Subject: [htdig] Word documents indexing problem
From: Jean-Francois Le Carre Petit (jean-francois_le-carre-petit@hp-france-om18.om.hp.com)
Date: Wed Jun 07 2000 - 02:56:29 PDT
Hello,
I use htdig 3.1.5 on linux Redhat 6.1.
I have configured htdig.conf file as follows :
valid_extensions: .html .htm .doc .pdf .txt
local_default_doc: new_index.html index.html index.htm main.htm
main_frame.htm frame.htm content.htm title.htm main2.htm
local_urls_only: true
local_urls: http://gnbuxsl.grenoble.hp.com:8090/=/var/opt/web/
#
# Since ht://Dig does not (and cannot) parse every document type, this
# attribute is a list of strings (extensions) that will be ignored
during
# indexing.
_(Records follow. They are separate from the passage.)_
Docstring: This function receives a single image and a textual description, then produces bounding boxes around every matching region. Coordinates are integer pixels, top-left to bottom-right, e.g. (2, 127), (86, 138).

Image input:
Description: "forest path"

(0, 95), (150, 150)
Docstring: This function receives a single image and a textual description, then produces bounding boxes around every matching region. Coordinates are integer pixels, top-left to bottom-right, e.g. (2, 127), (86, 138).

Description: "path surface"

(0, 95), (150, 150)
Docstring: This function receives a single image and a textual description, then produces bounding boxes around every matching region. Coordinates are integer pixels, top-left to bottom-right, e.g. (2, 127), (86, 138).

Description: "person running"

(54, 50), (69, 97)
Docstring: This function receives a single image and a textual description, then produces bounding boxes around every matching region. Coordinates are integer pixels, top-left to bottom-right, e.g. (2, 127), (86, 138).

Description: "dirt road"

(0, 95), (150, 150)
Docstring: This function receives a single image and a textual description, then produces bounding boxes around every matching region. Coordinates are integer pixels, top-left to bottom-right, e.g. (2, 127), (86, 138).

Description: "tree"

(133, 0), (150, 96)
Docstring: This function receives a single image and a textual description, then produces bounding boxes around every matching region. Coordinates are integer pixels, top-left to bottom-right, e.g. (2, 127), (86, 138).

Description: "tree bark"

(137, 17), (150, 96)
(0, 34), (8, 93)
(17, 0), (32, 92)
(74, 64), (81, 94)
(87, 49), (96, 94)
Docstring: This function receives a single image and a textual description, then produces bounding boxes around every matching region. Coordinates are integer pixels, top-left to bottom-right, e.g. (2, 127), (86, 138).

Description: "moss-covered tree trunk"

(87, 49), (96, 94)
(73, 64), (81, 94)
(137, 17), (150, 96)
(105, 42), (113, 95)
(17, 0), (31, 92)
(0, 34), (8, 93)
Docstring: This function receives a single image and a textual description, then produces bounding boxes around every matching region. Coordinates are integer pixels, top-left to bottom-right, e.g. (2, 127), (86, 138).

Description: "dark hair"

These are *only* checked at the end of a URL, whereas
# exclude_url patterns are matched anywhere.
#
bad_extensions: .wav .gz .z .sit .au .zip .tar .hqx .exe .com
.gif \
.jpg .jpeg .aiff .class .map .ram .tgz .bin .rpm .mpg
.mov .avi
max_doc_size: 20000000
external_parsers: application/msword->text/html
/usr/local/bin/parse_doc.pl \
application/postscript->text/html
/usr/local/bin/parse_doc.pl \
application/pdf->text/html /usr/local/bin/parse_doc.pl
pdf files indexing works fine whereas I get the following message when
indexing msword files :
30:30:2:http://gnbuxsl.grenoble.hp.com:8090/doc/tech/casc/details_casc.doc:
Trying local files
found existing file /var/opt/web/doc/tech/casc/details_casc.doc
not found
The file /var/opt/web/doc/tech/casc/details_casc.doc actually exists...
I don't understand what the problem can be. Running rundig with several
additional -v options does not help.
Could somebody help me ?
Thanks,
Jean-Francois.
-------------------------------------- To unsubscribe from the htdig mailing list, send a message to htdig-unsubscribe@htdig.org You will receive a message to confirm this.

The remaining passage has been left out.